Spark is using a publicly available key to encrypt passwords


i had the same question since i have deployed Spark & OpenFire in our Company with the ability to logon via LDAP.

What i have discovered is that there is at least one security flaw because of some static/public known encryption key.

See this Links:

Spark/ at master · igniterealtime/Spark · GitHub ( private static String secretKey = “ugfpV1dMC5jyJtqwVAfTpHkxqJ0+E0ae” )

  1. Decrypting Spark Saved Passwords - Adam Caudill (worked for my Spark Version 2.6.3)

  2. Recover Spark IM Stored Passwords with Metasploit - Pentest Geek - Penetration Testing - Infosec Professionals

I just stumbled onto this today, i think maybe i can circumvent this by compiling my own Spark binary (dunno, me is neewb).

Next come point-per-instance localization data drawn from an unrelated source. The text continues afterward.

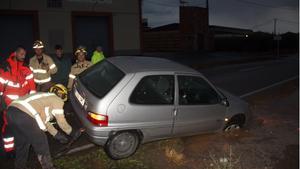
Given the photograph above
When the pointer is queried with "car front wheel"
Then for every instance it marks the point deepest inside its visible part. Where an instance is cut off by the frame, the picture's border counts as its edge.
(122, 145)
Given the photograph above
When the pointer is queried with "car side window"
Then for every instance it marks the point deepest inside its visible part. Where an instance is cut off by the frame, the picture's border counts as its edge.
(154, 90)
(196, 91)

Cya guys, btw spark rocks ! =)

Ferit, thanks for sharing (though in the future it is better to use a separate thread for this). I have filed this as


But as i said, there are no active developers for Spark currently, so can’t say when it will be fixed. Unless someone shares a patch, then it can be at least patched in the nightly builds.

Hi Ferit,

i think that the encryption method in spark isn’t that insecure as it seems to be. However, it could be better. For example spark could create its own secret key during the first start or you can change it and build your own spark.

But the problem will remain the same, because you have to store the secret key somewhere on your system, because you need to decrypt it. In fact, the a stored key is not a vulnerability because it can not be accessed remotely. If there is somebody who has access to your machine you are always in trouble, because it is necessary that you can trust your computer. Otherwise you will need some kind of asymmetric encryption using a public/private keys to store server specific credentials.

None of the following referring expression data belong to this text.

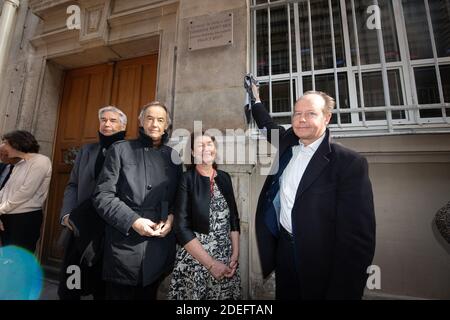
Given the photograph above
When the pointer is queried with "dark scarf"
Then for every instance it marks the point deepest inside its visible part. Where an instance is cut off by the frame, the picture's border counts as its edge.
(105, 143)
(148, 142)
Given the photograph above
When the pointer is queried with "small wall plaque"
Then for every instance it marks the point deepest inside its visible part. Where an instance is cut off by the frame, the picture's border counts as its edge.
(210, 31)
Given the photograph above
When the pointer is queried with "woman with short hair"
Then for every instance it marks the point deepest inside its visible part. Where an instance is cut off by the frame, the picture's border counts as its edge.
(206, 224)
(23, 196)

Btw there are a lot of “password encryptors” out there for google chrome, firefox, pidgin, trillian, whatever… but they all need (admin) privileges on your machine.


Holger, i agree that this is not as a big vulnerability as it seems. But as the key itself is available freely on the Internet, one can find it and use to decrypt passwords if he gets someone’s properties file somehow (say someone’s share it in the forums to investigate some issue without knowing he is actually sharing his passwords in almost plain text).

Considering such a situation, what is your preferred solution? We can create a unique key during first start and store it in a separate file or key chain, as i mentioned above.

btw: we are totally off topic, maybe some one could split this conversation in two different threads?!

I have branched out this from the original thread.

I think generating a new key for every new user (profile) is the preferred solution, in my opinion.